Romance único de Jorge de Sena, parcela de um projecto romanesco de grande dimensão cuja designação genérica seria MONTE CATIVO, objectivando o recorte de uma geração nascida nos finais dos anos 10 do séculoXX, SINAIS DE FOGO, de uma erudição e de um rigor literário inexcedíveis, fixa um olhar sobre o ano de 1936 português, tendo como pano de fundo o início da Guerra Civil de Espanha.
Recentemente revisto e em nova edição.
XIV cap.
(...)Don Juan quebrou o constrangimento, dizendo: - Porque o amor é cego, e só quando se satisfaz é que vê...até à primeira ocasião.

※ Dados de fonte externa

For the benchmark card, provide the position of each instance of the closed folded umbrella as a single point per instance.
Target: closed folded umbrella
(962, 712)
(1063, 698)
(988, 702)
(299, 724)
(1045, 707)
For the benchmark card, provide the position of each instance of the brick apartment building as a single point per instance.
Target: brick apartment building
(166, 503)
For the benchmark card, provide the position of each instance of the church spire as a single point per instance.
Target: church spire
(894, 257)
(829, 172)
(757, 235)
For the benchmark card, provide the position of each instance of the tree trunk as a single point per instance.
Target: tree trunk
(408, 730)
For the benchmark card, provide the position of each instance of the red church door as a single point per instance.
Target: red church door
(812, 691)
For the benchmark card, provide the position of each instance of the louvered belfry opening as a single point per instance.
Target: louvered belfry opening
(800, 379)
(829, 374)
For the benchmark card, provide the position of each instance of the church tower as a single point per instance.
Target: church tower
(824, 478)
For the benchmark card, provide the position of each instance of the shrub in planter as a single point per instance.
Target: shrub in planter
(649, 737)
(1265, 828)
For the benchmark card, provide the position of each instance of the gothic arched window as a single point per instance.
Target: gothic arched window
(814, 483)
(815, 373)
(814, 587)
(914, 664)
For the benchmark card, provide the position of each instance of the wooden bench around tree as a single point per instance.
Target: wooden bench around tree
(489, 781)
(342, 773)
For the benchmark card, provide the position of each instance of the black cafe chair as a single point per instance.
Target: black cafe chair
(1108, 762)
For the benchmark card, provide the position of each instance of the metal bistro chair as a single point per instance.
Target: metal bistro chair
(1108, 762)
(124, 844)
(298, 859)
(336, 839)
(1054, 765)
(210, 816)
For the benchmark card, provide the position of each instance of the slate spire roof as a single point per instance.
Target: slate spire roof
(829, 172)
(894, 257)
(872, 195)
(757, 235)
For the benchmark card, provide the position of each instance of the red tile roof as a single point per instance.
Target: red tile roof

Mas meu Tio mergulhara em melancolia: - Não, não é. O amor não é cego, nós é que somos cegos para ele. A gente olha e não vê. E, quando vê, já passou a ocasião. Tanto faz que seja, porque tivemos alguém que julgávamos que queríamos, como porque não tivemos quem só depois percebemos que afinal a gente queria. E o pior ainda não é isso. O pior é a gente, mais tarde, saber que nos era indiferente alguém que julgámos desejar muito. Vejam o que aconteceu comigo ... Eu não fiz a carreira que sempre tinha sonhado. E desespero-me com isso. Mas, se tivesse feito, se calhar desesperava-me com ela, porque não tenho jeito nenhum para a vida militar que era a minha. Eu estive prisioneiro na Alemanha e fugi para a Holanda, com uma mulher que me deu todo o amor de que era capaz. Também eu lho dei. E depois, quando saí da Holanda para voltar, foi muito menos para voltar que para fugir dela. Nessa altura, conheci esta - e fez de cabeça um movimento que indicava a minha tia - que de resto eu já conhecia. E casei com ela. E gostava dela. Mas sempre ela me lembrava a outra. Das duas uma, ou casei com ela porque ela me lembrava a outra e por isso mesmo, de cada vez que a olhava, me apetecia tornar a escapar, ou casei com ela para escapar da outra, e acabei não escapando de nenhuma. Há ainda uma outra hipótese. É eu ter casado com esta pela vaidade de casar com uma das filhas da Madame Simões, da rica e celebrada Madame Simões, quando me queria convencer e a toda a gente de que a minha vida não tinha acabado, a minha carreira não estava encerrada. Porque eu era um inválido de guerra. Mas o mais certo é que, desconfiado de que não tinha carreira nenhuma, julguei que casava com o dinheiro dela. Depois nasceu o meu filho... Eu já lhe contei do meu filho, não contei? (...)
XLIII cap.
Acordei com uma límpida claridade a entrar pelas janelas cujas portadas eu me esquecera de fechar. Mas o que me acordara era um burburinho que eu ouvia lá dentro, agitação, falácia pela casa adiante. Era cedo ainda, oito horas. Mas sentia-me repousado, bem disposto, e reagi com curiosidade. Que seria? Levantei-me, fui ver. Minha Mãe andava de um lado para o outro no corredor, dava ordens à criada, que fosse à mercearia já, já, antes que ela fechasse, se é que tinha aberto, trouxesse batatas, bacalhau, arroz, e sal, que não se esquecesse do sal. A criada aprestava-se para sair, voltava atrás para acrescentar na memória mais uma recomendação, mais um nome na lista. Meu pai só dizia que era preciso calma, não se ouvia nada, seria boato, era preciso saber primeiro o que acontecera. Foi o que perguntei. A resposta veio dramática da minha mãe: o padeiro trouxera a novidade, tinha dito que houvera uma revolução. Meu pai comentou que, se tinha havido, já não havia, visto que tudo estava sossegado. A criada parecia espavorida com a ideia de uma revolução, mas ansiosa por ir à rua, a pretexto de mercearias, para saber do que se tratava. Minha mãe, às observações de meu pai, respondia: - Já não se lembrava do que uma revolução era? Não se lembrava de como tudo fechava por causa dos assaltos às lojas? E daquela vez que tinham ficado dias sem ter onde comprar nada? Ele respondia que, ora essa, dessa vez, com tiros e tudo na rua, o merceeiro nunca deixara de mandar o pobre do marçano a saber se era preciso alguma coisa, a trazer as compras.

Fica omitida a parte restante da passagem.